13 February 2013 Media Statement

Half a million additional frontline police hours

Police Minister Anne Tolley says the introduction of smartphones and tablets for frontline officers across New Zealand will deliver around 520,000 additional frontline Police hours every year, with more Police work and less paperwork, to further prevent and tackle crime.

6,500 frontline officers will be issued with a smartphone by mid-2014, with 3,900 staff also receiving tablets, so they can access, input and share important information immediately, without having to travel back to their station to access databases or write reports.

Each Police district will begin the initial three-month rollout to 6,086 staff in April. Police are planning to widen the rollout to 6,500 officers by mid-2014.

“This is an exciting day for the New Zealand Police and the communities served by our officers,” says Mrs Tolley.

“Our Police will be able to provide a better, more efficient and more visible service for the public, while keeping one step ahead of criminals.

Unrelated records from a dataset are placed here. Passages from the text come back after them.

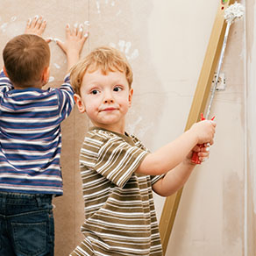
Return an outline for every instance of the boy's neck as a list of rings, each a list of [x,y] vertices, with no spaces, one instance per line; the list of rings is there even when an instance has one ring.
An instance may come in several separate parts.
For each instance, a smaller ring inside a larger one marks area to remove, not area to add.
[[[125,127],[124,125],[122,125],[122,127],[118,127],[115,124],[109,124],[109,125],[104,125],[104,124],[93,124],[94,126],[98,127],[98,128],[103,128],[104,130],[108,130],[110,132],[117,132],[120,134],[125,134]]]

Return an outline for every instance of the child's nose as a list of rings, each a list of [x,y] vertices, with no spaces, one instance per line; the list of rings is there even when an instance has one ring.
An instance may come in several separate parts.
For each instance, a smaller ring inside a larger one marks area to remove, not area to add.
[[[111,92],[105,92],[104,94],[104,103],[112,103],[114,102]]]

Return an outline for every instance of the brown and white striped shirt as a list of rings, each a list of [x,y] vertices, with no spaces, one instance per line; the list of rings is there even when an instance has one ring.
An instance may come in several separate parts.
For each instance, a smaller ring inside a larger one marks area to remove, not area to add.
[[[85,239],[71,255],[160,256],[152,185],[136,169],[148,150],[134,136],[93,127],[81,150]]]

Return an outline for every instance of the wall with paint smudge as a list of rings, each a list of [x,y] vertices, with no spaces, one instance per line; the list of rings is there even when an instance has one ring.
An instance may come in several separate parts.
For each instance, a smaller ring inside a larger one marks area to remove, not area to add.
[[[256,98],[256,27],[255,27],[255,0],[246,1],[246,203],[247,223],[246,234],[248,255],[256,255],[256,122],[255,122],[255,98]]]
[[[219,5],[213,0],[207,6],[203,0],[185,4],[167,0],[16,0],[10,4],[2,0],[0,46],[3,49],[11,38],[22,33],[28,18],[40,14],[48,22],[45,37],[64,39],[67,23],[82,24],[90,34],[82,56],[101,45],[125,53],[135,76],[127,131],[154,151],[184,130]],[[216,144],[210,159],[196,167],[185,186],[167,255],[246,255],[244,38],[244,21],[232,25],[223,64],[227,88],[216,95],[212,106],[217,122]],[[65,75],[66,59],[54,43],[50,47],[49,85],[58,86]],[[86,116],[76,108],[62,125],[64,196],[54,199],[57,256],[68,255],[82,239],[78,158],[89,125]],[[250,184],[253,192],[255,182]],[[252,194],[251,197],[253,202]],[[164,198],[154,198],[160,219]],[[254,220],[253,216],[248,220]],[[251,231],[248,236],[252,238],[253,233]],[[248,255],[255,254],[252,250]]]

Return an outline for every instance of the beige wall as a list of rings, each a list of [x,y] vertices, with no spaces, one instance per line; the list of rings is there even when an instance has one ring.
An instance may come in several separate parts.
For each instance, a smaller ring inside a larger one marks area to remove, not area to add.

“Having access to this new technology means around 520,000 additional frontline hours will now be devoted to crime prevention and keeping the public safe.

“An 11-month trial last year involving over 100 officers in four Police districts showed that these mobile devices allow each officer to spend, on average, an extra 30 minutes per shift on the frontline. When rolled out across the country to 6,086 officers that will equate to 520,000 additional frontline police hours – equivalent to about 345 additional frontline staff.

“The new technology allows officers to quickly feed in and access information, view offenders’ photographs and details, and perform a wide range of tasks without a return to the station - a giant leap forward from the Police radio.

“Having prompt access to up to date information on people, places and vehicles will also reduce safety risks for officers and the public, with staff better able to make decisions on the ground.”

The initial capital expenditure for the devices is $4.3 million, with operating costs of $159 million over the next 12 years. All devices are password protected and can be tracked and remotely locked or wiped if they are lost or stolen.

“The Police are completely focused on having the right people in the right places at the right time to prevent crime, and these mobile devices will be fantastic tools to help achieve even better results,” says Mrs Tolley.

“Thanks to great policing, we’ve seen consecutive annual falls in the crime rate, which is at its lowest for over 30 years.

“But we are determined to do more, and to achieve the Better Public Service targets of a reduction in the total recorded crime rate by 15 per cent, the recorded violent crime rate by 20 per cent and the youth crime rate by 5 per cent.

“This new technology, along with the 600 additional frontline officers delivered by the National-led Government, and a 70 per cent increase in Police foot patrols, will mean more Police are out on the streets for longer, to keep our communities safe.”